Furthermore, a development environment was proposed, which allows integrating DL networks into a wide variety of embedded systems with a homogeneous process. This environment is based on combining the Mbed OS operating system with the TensorFlow Lite for Micro-controllers library, which allows executing DL networks in micro-controllers not designed for this purpose.
As for the experiments carried out, three phases were proposed. The first experimental phase focused on comparing the functioning of DL networks in a system designed for this purpose and in the environment proposed. The second experimental phase tried to verify that the proposed development can correctly execute DL networks, comparing the integration with the results obtained using a PC. For this comparison, several networks with different parameters were trained so that their behaviour could be analysed. The third and last experimental phase focused on comparing QAT with ATQ.

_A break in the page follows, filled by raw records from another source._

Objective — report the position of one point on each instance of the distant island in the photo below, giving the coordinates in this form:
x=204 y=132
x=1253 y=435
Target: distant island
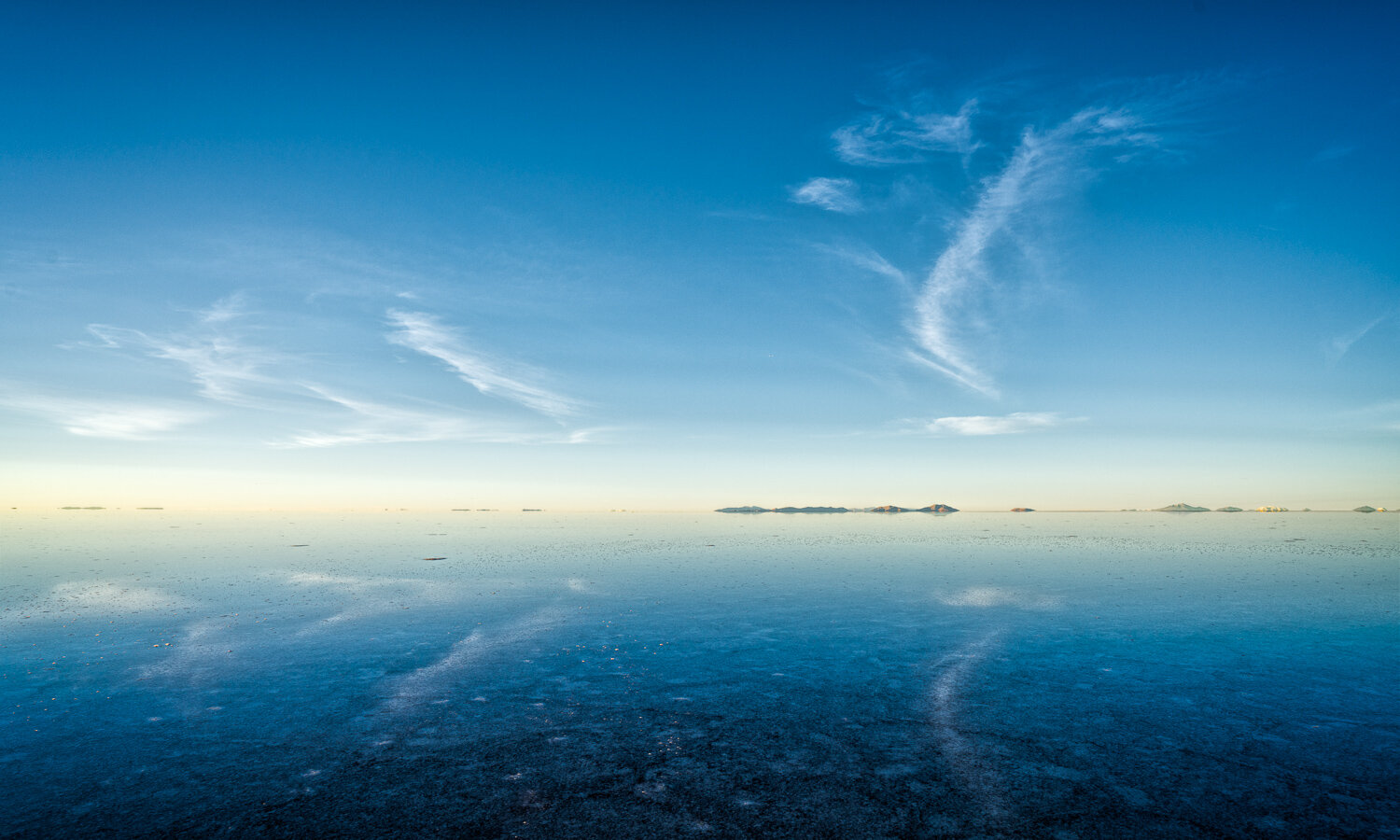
x=887 y=509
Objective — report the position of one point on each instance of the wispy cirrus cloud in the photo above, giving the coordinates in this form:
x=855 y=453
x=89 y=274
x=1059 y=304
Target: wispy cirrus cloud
x=1042 y=167
x=997 y=234
x=427 y=335
x=1338 y=346
x=377 y=423
x=837 y=195
x=1014 y=423
x=114 y=419
x=215 y=353
x=904 y=136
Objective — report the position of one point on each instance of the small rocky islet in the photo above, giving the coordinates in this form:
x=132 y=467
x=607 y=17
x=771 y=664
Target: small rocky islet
x=885 y=509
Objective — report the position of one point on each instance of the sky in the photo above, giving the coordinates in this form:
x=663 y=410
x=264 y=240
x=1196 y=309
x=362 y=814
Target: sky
x=621 y=255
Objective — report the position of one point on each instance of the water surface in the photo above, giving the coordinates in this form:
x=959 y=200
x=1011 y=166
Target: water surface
x=539 y=675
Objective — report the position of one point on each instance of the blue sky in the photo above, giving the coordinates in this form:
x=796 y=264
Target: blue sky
x=627 y=257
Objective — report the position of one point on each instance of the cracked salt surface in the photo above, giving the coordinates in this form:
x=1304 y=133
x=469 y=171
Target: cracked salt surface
x=594 y=677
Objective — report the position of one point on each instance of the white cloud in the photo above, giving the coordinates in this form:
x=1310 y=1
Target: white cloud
x=104 y=419
x=837 y=195
x=902 y=136
x=217 y=358
x=377 y=423
x=1000 y=237
x=425 y=333
x=868 y=259
x=1340 y=344
x=1015 y=423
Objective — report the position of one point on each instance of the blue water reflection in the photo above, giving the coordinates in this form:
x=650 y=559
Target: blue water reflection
x=725 y=677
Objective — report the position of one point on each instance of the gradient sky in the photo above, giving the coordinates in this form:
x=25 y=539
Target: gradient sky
x=632 y=257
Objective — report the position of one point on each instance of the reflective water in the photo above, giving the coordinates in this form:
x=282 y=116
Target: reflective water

The first phase of the experiments verified that the development environment proposed in
Section 3.2 can execute DL algorithms and that, despite the fact that OpenMV Cam H7 executed the network faster, the generalisation of the development environment allowed adapting or updating the libraries, allowing executing more complex networks, which OpenMV Cam H7 was not able to do. This confirms the value that a generalist development environment can provide. The second phase verified that the results obtained in the proposed environment were identical to the results obtained using a computer. In addition, the network performance was analysed, comparing the image resolution, the size of the weight matrix, and the RAM consumption. In this respect, increasing the resolution of the images did not improve the performance of MobileNet V1, despite its size increase. Furthermore, larger networks or networks with higher RAM consumption did not necessarily achieve better results, but if the same network structure was maintained, increasing the size of the layers indeed improved performance, although the system needed more memory resources.
Finally, it was confirmed that for the binary classification of images, a highly compressed neural network can have a place in real applications, but the extrapolation of this possibility to more complex scenarios is not clear. Therefore, it is necessary to analyse the minimum resources required for more complex application environments such as object tracking. In addition, further work on optimising the use of neural networks in embedded systems should be considered. In this section, we distinguished at least three lines of research. Techniques for reducing the size of networks, such as quantisation or pruning, should continue to be improved so that networks do not lose their effectiveness after the training process. It is also possible to optimise the use of the resources of embedded systems in order to reduce latency and energy consumption, or even to be able to integrate larger networks by adjusting the frameworks that are used to the specific device. Finally, the integration could also be improved by designing the hardware of embedded systems meant to execute DL networks. This could lead to, for example, including GPUs for applications in computer vision.